High-speed photocathodes fabricated from metallic nanostructures

Abstract

Spectral dependences of photoemission (PE), absorption and reflection from Ag and Au granular films are studied experimentally together with their structure and physical properties using Auger electron spectroscopy (AES) and X-ray photoelectron spectroscopy (XPES). It is found that a new intensive PE band in the visible spectral range (l = 500 ÷ 600 nm) appears when such films are activated with Cs and O and this PE band coincides with the absorption and reflection bands. Theoretical calculations of PE spectra based on absorption spectrum of metallic oblate spheroidal nanoparticles are also carried out.
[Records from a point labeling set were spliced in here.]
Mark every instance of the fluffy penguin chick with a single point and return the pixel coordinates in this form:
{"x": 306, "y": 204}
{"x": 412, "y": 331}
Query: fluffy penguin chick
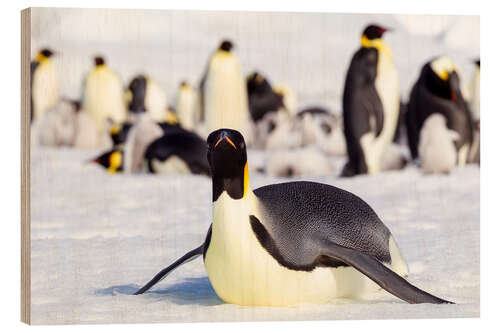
{"x": 299, "y": 162}
{"x": 437, "y": 149}
{"x": 139, "y": 137}
{"x": 276, "y": 131}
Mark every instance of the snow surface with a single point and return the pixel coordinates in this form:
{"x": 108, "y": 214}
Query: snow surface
{"x": 96, "y": 238}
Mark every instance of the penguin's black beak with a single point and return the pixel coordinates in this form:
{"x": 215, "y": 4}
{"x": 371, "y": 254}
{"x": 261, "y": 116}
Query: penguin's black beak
{"x": 227, "y": 139}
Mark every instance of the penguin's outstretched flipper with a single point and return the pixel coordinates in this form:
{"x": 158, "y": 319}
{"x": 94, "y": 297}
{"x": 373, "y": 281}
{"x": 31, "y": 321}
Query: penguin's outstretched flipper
{"x": 191, "y": 255}
{"x": 380, "y": 274}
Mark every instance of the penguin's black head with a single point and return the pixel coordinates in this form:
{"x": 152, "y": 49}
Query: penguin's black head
{"x": 137, "y": 94}
{"x": 374, "y": 31}
{"x": 441, "y": 78}
{"x": 257, "y": 83}
{"x": 99, "y": 61}
{"x": 111, "y": 160}
{"x": 47, "y": 53}
{"x": 226, "y": 45}
{"x": 119, "y": 133}
{"x": 227, "y": 157}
Such calculations indicate that the appearance of this PE band can be explained by excitation of the surface plasmons in spheroidal nanoparticles with the major axes approximately equal to 50 nm and minor axes approximately equal to 5 nm. Similar calculations carried out for an S-1 photocathode indicate that the shape and the position of the measured long wavelength PE band with the peak maximum at λ ≈ 800 nm can also be explained by excitation of the surface plasmons in Ag spheroidal nanoparticles with the axes equal to 25 and 0.9 nm correspondingly. Degradation with time of PE from Ag and Au granular films is also studied and it is shown that while Ag nanoparticles degrade due to desorption of Cs, Au nanoparticles degrade due to its adsorption. Photoelectron emission in the studied metallic nanostructures can be explained by the surface photoeffect caused by excitation of the surface plasmons in nanoparticles. Therefore, photocathodes with subfemtosecond-range temporal resolution and quantum yield equal to several percent in the visible wavelength range can be fabricated from such nanostructures.